From The Travels of Sir John Mandeville (c. 1356?)

And, therefore, I shall tell you what the soldan told me upon a day in his chamber.  He let void out of his chamber all manner of men, lords and others, for he would speak with me in counsel.  And there he asked me how the Christian men governed them in our country.  And I said him, “Right well, thanked be God!”

And he said me, “Truly nay!  For ye Christian men reck right nought, how untruly to serve God!  Ye should give ensample to the lewd people for to do well, and ye give them ensample to do evil.  For the commons, upon festival days, when they should go to church to serve God, then go they to taverns, and be there in gluttony all the day and all night, and eat and drink as beasts that have no reason, and wit not when they have enough.  . . .  They should be simple, meek and true, and full of alms-deeds, as Jesu was, in whom they trow; but they be all the contrary, and ever inclined to the evil, and to do evil.  And they be so covetous, that, for a little silver, they sell their daughters, their sisters and their own wives to put them to lechery.  And one withdraweth the wife of another, and none of them holdeth faith to another; but they defoul their law that Jesu Christ betook them to keep for their salvation.  And thus, for their sins, have they lost all this land that we hold.  For, for their sins, their God hath taken them into our hands, not only by strength of ourself, but for their sins.  For we know well, in very sooth, that when ye serve God, God will help you; and when he is with you, no man may be against you.  And that know we well by our prophecies, that Christian men shall win again this land out of our hands, when they serve God more devoutly; but as long as they be of foul and of unclean living (as they be now) we have no dread of them in no kind, for their God will not help them in no wise.”

And then I asked him, how he knew the state of Christian men.  And he answered me, that he knew all the state of all courts of Christian kings and princes and the state of the commons also by his messengers that he sent to all lands, in manner as they were merchants of precious stones, of cloths of gold and of other things, for to know the manner of every country amongst Christian men.  And then he let clepe in all the lords that he made void first out of his chamber, and there he shewed me four that were great lords in the country, that told me of my country and of many other Christian countries, as well as they had been of the same country; and they spake French right well, and the soldan also; whereof I had great marvel.

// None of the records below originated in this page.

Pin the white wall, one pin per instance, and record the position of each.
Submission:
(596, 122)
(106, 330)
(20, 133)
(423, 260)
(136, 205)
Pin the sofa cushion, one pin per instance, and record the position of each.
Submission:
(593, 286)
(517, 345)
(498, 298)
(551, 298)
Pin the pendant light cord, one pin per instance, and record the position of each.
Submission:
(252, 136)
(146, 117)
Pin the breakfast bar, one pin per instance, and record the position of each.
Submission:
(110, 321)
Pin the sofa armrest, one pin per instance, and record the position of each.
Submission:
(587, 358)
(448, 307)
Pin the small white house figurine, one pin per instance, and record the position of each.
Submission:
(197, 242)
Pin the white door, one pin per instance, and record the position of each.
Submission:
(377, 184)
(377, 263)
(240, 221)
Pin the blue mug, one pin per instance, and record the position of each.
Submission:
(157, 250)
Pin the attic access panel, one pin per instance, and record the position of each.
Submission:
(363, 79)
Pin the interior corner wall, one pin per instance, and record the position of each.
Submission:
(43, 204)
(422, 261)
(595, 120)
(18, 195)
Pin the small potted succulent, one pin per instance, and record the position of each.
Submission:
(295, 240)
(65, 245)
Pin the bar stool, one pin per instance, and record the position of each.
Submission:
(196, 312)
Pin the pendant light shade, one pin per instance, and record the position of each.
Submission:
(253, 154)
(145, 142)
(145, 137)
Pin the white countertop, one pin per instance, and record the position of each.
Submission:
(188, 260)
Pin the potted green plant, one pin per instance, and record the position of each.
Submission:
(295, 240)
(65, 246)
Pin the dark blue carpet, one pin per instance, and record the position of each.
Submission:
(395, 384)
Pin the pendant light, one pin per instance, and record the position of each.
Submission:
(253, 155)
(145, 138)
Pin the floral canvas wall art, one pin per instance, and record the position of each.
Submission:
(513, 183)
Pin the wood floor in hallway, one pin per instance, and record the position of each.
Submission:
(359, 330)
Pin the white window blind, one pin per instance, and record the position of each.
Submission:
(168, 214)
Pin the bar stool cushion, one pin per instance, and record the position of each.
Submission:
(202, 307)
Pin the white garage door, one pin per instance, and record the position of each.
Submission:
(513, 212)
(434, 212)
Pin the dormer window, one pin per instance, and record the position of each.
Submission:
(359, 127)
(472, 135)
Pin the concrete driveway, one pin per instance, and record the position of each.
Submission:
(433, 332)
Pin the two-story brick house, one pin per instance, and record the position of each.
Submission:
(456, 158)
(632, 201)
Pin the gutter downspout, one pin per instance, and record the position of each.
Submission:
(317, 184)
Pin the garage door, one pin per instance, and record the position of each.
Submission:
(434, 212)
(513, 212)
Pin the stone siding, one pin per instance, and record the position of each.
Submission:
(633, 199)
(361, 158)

Alas! that it is great slander to our faith and to our law, when folk that be without law shall reprove us and undernim us of our sins, and they that should be converted to Christ and to the law of Jesu by our good ensamples and by our acceptable life to God, and so converted to the law of Jesu Christ, be, through our wickedness and evil living, far from us and strangers from the holy and very belief, shall thus appeal us and hold us for wicked livers and cursed.  And truly they say sooth, for the Saracens be good and faithful; for they keep entirely the commandment of the holy book Alkaron that God sent them by his messenger Mahomet, to the which, as they say, Saint Gabriel the angel oftentime told the will of God.